The newly released self-titled debut from Brooklyn’s Amiture Music is a confluence of abrasive power and precision. The album’s new reveal “Last Summer,” follows up the first taste “Mountain”. Focusing on the psychology of a person who falls from grace out of boredom, this new single from the band once again animates the contradiction of ‘new enough’ and ‘classic forever,’ shifting from heady avant-garde to old fashioned, thrashing rock n’ roll.
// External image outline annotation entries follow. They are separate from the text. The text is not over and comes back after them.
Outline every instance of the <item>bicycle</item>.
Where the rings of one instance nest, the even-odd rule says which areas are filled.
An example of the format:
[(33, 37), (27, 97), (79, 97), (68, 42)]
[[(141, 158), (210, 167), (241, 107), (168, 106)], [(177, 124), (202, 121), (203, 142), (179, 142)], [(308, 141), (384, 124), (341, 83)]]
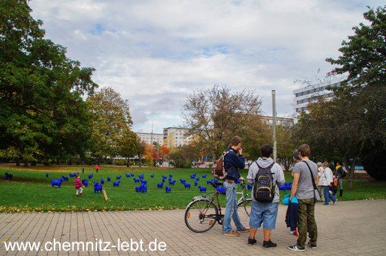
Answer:
[[(210, 184), (214, 188), (222, 184), (214, 181)], [(247, 193), (244, 196), (244, 189), (247, 187), (244, 182), (241, 184), (241, 192), (237, 192), (237, 194), (241, 195), (241, 198), (237, 201), (237, 206), (242, 207), (243, 211), (238, 211), (238, 216), (241, 224), (249, 226), (252, 200), (246, 198), (248, 197)], [(221, 213), (219, 195), (224, 193), (215, 189), (205, 195), (194, 197), (185, 211), (185, 223), (187, 228), (193, 232), (203, 233), (212, 228), (216, 222), (222, 225), (224, 215)], [(217, 206), (214, 202), (215, 199), (217, 199)]]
“‘Last Summer’ is inspired by the film of the same name by Catherine Breillat. We wanted to capture the feeling of speeding in a car with your arms wrapped around someone who compromises your life.” – Jack Whitescarver of Amiture Music
“designed for you to mosh with your shadows” – Pitchfork
“from genre splicing into something standalone and eminently replayable” – TheFADER
Experimental music is playful at its core—a venturing out that is necessarily optimistic in its belief in the potential goodness of the new. For Jack Whitescarver, this ‘play’ is rooted in a pursuit of beauty in the unlikely site of rock music—particularly within the genre’s angularity and deconstructive tendencies. Underneath the hard edge, there is a coy expression of query that animates his process. On Amiture Music, such adventure had to be balanced with getting-the-feeling-across.
Amiture Music‘s Whitescarver began making dark, synth-heavy pop as Amiture in 2018, releasing “The Beach” (2021) before pivoting to the experimental trip-hop of “Mother Engine” (2024). Drummer Justin Fossella, bassist Max Berine Shafer, and multi-instrumental Allie Wrubel joined Whitescarver later in 2024, and the project blossomed in character and scope from textured experiments in songwriting and genre into a fully-fledged band, Amiture Music.
With this new name comes a move toward a collectivist approach. No longer just Whitescarver, Amiture Music is the sum of its parts, four distinct perspectives working in tandem to write adventurous yet accessible songs that are based on a shared belief in using dissonance to transcend rather than transgress.